Variance Co-Variance Matrix computation (VCMatrix):
The VCMatrix computes the co-variances and variances of a matrix. The
diagonal values of the resultant matrix represent variances and
the off-diagonal represent co-variances. Figure 1 shows the experiment
(matrix size: 2200×2200) results on the HC cluster. The JS scheduled
execution outperformed the other three executions (
PRM, LSO, and
LSOR)
for most of the machine sizes and achieves better speedup up-to 24.18%
as compared to the LSO and LSOR, and up-to 39.96% as compared to the
PRM. The JS scheduler optimises the performance of the application on
the HC cluster by utilising the fastest available resources (e.g.,
cores, processors, and machines), reducing the data contention on m01 −
02 (by balancing the machine load), and reducing memory latencies (in the m01 − 02 NUMA machines).

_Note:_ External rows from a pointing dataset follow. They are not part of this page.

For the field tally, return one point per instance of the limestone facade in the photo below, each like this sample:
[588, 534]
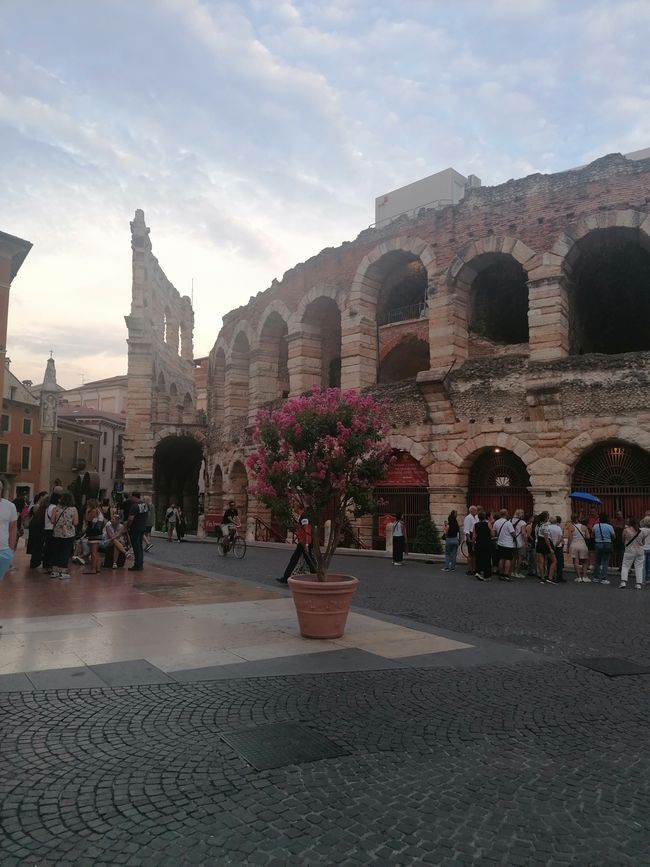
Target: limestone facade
[514, 323]
[163, 444]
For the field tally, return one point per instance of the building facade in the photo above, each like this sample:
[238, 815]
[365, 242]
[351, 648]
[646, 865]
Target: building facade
[509, 335]
[20, 439]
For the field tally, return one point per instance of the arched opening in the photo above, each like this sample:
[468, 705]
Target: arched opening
[618, 474]
[239, 378]
[325, 318]
[218, 387]
[403, 288]
[162, 400]
[188, 409]
[274, 359]
[405, 361]
[238, 491]
[405, 489]
[215, 494]
[609, 293]
[498, 479]
[498, 299]
[176, 467]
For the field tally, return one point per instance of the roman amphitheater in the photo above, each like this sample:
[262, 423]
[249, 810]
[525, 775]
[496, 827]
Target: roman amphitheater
[509, 335]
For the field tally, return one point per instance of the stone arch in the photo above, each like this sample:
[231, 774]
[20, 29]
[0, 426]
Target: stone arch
[217, 387]
[488, 286]
[325, 290]
[315, 338]
[604, 262]
[215, 492]
[401, 262]
[404, 360]
[238, 368]
[238, 488]
[272, 358]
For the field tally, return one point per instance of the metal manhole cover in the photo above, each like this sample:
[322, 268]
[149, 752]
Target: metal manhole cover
[280, 744]
[612, 666]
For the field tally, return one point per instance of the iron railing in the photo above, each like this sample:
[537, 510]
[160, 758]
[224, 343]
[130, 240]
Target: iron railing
[402, 314]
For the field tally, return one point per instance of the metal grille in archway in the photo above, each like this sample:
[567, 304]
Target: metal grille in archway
[499, 479]
[619, 474]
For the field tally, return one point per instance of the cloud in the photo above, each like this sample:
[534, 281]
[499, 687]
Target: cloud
[253, 134]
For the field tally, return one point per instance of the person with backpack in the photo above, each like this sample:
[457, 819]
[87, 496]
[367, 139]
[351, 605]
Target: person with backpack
[604, 537]
[634, 540]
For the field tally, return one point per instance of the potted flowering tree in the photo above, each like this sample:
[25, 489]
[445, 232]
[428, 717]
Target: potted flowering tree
[322, 454]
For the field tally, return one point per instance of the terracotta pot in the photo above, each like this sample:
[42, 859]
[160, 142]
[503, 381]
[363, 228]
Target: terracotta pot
[322, 606]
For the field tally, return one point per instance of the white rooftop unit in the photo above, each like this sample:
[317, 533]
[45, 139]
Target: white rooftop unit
[444, 188]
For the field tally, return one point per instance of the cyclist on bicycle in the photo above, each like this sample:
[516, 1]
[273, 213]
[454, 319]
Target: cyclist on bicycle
[230, 523]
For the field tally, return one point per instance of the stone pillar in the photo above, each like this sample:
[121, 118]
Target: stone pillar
[548, 318]
[305, 359]
[359, 348]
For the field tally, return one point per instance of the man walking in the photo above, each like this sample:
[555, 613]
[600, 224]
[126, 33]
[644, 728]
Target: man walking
[468, 531]
[136, 526]
[303, 548]
[504, 533]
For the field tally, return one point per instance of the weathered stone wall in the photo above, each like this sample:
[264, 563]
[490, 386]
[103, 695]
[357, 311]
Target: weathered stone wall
[534, 399]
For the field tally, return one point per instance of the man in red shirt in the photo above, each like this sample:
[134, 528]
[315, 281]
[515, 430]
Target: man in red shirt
[303, 548]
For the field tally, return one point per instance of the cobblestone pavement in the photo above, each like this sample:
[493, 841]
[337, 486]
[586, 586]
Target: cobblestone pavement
[519, 765]
[566, 620]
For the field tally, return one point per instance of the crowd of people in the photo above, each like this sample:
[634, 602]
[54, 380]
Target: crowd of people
[508, 547]
[59, 534]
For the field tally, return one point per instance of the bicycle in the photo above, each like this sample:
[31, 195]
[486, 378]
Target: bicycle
[237, 545]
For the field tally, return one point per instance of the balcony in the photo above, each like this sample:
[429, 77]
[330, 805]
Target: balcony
[402, 314]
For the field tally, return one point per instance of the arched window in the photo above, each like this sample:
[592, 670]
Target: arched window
[325, 318]
[609, 293]
[498, 479]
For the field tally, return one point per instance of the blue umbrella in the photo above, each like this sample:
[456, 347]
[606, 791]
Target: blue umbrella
[586, 498]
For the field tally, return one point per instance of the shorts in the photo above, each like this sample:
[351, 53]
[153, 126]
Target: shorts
[578, 551]
[6, 559]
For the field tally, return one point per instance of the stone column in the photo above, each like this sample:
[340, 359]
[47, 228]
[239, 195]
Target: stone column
[305, 359]
[548, 318]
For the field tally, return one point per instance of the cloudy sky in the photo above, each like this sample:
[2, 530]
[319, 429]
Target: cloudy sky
[255, 133]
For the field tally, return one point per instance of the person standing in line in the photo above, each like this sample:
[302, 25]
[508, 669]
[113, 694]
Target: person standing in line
[36, 538]
[469, 523]
[135, 526]
[399, 540]
[634, 540]
[94, 531]
[545, 551]
[519, 527]
[604, 538]
[66, 519]
[646, 550]
[452, 539]
[8, 532]
[181, 526]
[578, 533]
[504, 534]
[151, 523]
[482, 546]
[171, 516]
[556, 531]
[304, 542]
[48, 526]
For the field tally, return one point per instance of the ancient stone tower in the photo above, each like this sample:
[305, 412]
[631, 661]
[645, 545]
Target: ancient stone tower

Figure 1: VC Matrix - HC Cluster
Matrix Transposition with Floating Point Operations (MatrixFPO): The
MatrixFPO transposes a matrix, and performs several floating point
operations (e.g., addition, multiplication, and division) at each
transpose step. Figure 1(a) shows the experiment (matrix size: 10000 ×
10000) results on the m01. The JS scheduled execution of the
application achieves up-to 31.09% better speedups as compared to the
LSO. Figure 2(b) shows the experiment results on the HC cluster. The JS
scheduler based execution achieves better speedups for most of the
machine sizes and achieves up-to 48.75% (as compared to the LSO),
35.47% (as compared to the LSOR), and 44.05% more speedups (as compared
to the PRM execution). The JS scheduled execution achieves better
performance results as compared to other executions because of the
optimisations (using the PF list for the target application class and
the
architecture) applied by the JS scheduler.
Figure 2: MatrixFPO - experimental results.
NAS benchmarks EP kernel:
The NAS EP kernel is used to measure the computational performance of
parallel computers. Figure 3 shows the experiment (data size: 16777216
× 100) results on the m01. We experimented and compared the JS
scheduled, LSO, PRM, and the Proactive-based executions. The results
show that, the JS scheduled execution achieves better speedups as
compared to all the other executions and achieves up-to 16.82% (as
compared to the LSO), up-to 12.13% (as compared to the Proactive), and
up-to 30.32% (as compared to the PRM) more speedups. Proactive exhibits
the low performance since it has no capability to map the active
objects on specific cores. Although the EP kernel has small memory
footprints still the remotely scheduled Proactive objects cause some
performance degradations as compared to the JS scheduled execution.
Figure 3: NAS benchmarks EP kernel - experimental results.